By Gabriel Roberts, Elsewhere Resident, June-July 2014

 

I was at the Revolution Brewery in Paonia, CO, having just played ultimate frisbee for the first time since college, enlivened by a delicious stout and the tremendous scene of community that is “The Rev” on a Wednesday night.

I was saying “yes” to everything—yes to a possible 2-week extension to my residency at Elsewhere Studios, yes to soccer, yes to frisbee, yes to new friends and summer plans, and when someone told me of an idea being kicked around for a carnival cutout for Colorado conservation, I said yes.  I’d never done anything like it, but they seemed satisfied with my enthusiasm alone, and we agreed on a tentative plan for the project.

Gabriel Roberts with Colorado Gothic Cutout

Artist Gabriel Roberts with his ‘Colorado Gothic’ Cutout

That Friday, at a party celebrating the summer on someone’s farm outside of town, by happenstance we connected again, and talked at length about the project and some of the North Fork’s environmental challenges.

The  intention was to find expression for a simple message of common-sense conservation that most Coloradans could agree upon, something that could transcend controversial talking points like fracking or accusations of obstructionism: let’s be sensible, let’s protect the food and water resources on which we all rely.  The cutout was to be a vehicle for this message, brightly-colored, approachable, simple, and fun.

I was making landscape paintings around Paonia.  Before I became completely involved in the fun of the community, I went out every morning to paint, and quickly came to love and appreciate the landscape of the North Fork Valley: the big green mountains, the clear streams and rivers, the pink dirt, the brightly-colored wildflowers.  I’d come from California—a place full of natural beauty—but there was something bigger, wilder and more open about Colorado, and I thought about the overcrowded campgrounds and weekend traffic I’d come to associate with camping and trekking, and I was happy to have finally found my way East to the other “West”.
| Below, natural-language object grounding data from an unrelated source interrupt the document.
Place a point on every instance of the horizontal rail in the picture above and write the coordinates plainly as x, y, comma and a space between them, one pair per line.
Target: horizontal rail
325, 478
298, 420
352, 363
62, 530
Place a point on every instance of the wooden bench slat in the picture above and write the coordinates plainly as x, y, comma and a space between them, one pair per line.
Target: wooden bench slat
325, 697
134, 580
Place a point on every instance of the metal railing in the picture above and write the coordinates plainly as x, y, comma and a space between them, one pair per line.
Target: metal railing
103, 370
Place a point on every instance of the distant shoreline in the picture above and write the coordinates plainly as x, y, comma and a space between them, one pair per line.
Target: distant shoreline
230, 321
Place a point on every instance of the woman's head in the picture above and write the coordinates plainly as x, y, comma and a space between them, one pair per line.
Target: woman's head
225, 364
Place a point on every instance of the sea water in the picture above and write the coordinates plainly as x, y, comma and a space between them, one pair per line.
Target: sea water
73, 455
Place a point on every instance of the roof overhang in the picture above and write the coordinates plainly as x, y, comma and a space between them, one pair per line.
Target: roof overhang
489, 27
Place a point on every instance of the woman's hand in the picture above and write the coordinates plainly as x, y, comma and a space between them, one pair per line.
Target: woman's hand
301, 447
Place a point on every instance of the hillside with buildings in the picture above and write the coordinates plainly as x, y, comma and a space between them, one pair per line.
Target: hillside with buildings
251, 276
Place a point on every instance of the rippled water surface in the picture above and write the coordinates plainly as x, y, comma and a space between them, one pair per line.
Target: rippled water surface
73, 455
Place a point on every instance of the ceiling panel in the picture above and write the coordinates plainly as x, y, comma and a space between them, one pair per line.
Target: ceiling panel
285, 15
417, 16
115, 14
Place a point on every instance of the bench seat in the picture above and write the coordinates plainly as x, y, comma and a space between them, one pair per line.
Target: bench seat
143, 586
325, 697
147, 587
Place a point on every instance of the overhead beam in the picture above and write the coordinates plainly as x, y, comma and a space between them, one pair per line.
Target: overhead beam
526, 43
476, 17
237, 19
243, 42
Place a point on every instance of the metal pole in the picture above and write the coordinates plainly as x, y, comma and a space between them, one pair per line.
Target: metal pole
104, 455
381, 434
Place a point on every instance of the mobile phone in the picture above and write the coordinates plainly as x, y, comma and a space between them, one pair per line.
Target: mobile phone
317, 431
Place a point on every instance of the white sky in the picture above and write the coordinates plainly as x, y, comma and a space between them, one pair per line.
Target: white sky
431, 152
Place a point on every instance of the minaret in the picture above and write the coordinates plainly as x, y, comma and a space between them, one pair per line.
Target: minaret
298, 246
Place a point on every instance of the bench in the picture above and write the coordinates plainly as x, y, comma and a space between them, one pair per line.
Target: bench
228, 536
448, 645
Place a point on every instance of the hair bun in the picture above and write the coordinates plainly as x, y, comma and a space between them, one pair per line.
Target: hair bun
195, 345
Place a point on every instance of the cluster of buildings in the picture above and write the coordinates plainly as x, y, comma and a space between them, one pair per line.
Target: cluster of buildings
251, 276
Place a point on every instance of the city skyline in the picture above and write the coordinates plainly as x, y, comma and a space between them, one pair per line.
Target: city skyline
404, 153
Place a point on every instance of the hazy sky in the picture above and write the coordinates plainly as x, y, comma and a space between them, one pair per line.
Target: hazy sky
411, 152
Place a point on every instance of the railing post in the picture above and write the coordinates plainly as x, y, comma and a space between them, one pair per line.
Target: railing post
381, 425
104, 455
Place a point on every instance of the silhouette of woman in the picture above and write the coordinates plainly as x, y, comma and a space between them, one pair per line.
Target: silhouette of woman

With a few days to go in my magical six weeks at Elsewhere Studios, I began building the cutout, and having no design to follow, I came up with one of my own, one that would allow for relatively easy transport and setup of the cutout.  Someone suggested that the board be hinged down the middle, and instead of messing with an attached stand (that would also need to fold), I decided on a pair of free-standing slotted stands into which the open cutout would slide.  In the interest of keeping the size manageable, the sign itself is less than life-sized, so posers’ feet extend below its bottom edge, but if the photographer aligns the bottom edge of the viewfinder with the bottom of the sign, the image fills the frame, and the figures appear big-headed and small-bodied in what is hopefully an amusing, if not charming, fashion.

The painting itself is based on Grant Wood’s iconic “American Gothic” painting, an image so familiar as to hopefully add an easy bit of connection; surely most folks are far more responsive to images they recognize.  I had a blast painting the rather goofy figures and simplified Colorado landscape—I was able to take the shapes from a painting I made of Mt. Lamborn on my very first morning out—and I thought I really ought to spend more time working with big brushes on simple shapes, a welcome break from detailed landscape painting.

The final product, I hope, is something unique and striking with its bright colors and classic headholes.  Hopefully people will feel enticed to poke their heads through and smile, will consider and remember the message that if we care about healthy food and good local drink we need to also care about issues like energy development, and where and how oil and gas drilling and fracking occur. They can take a funny photo and make a statement that all Coloradans with a bit of common sense can agree upon.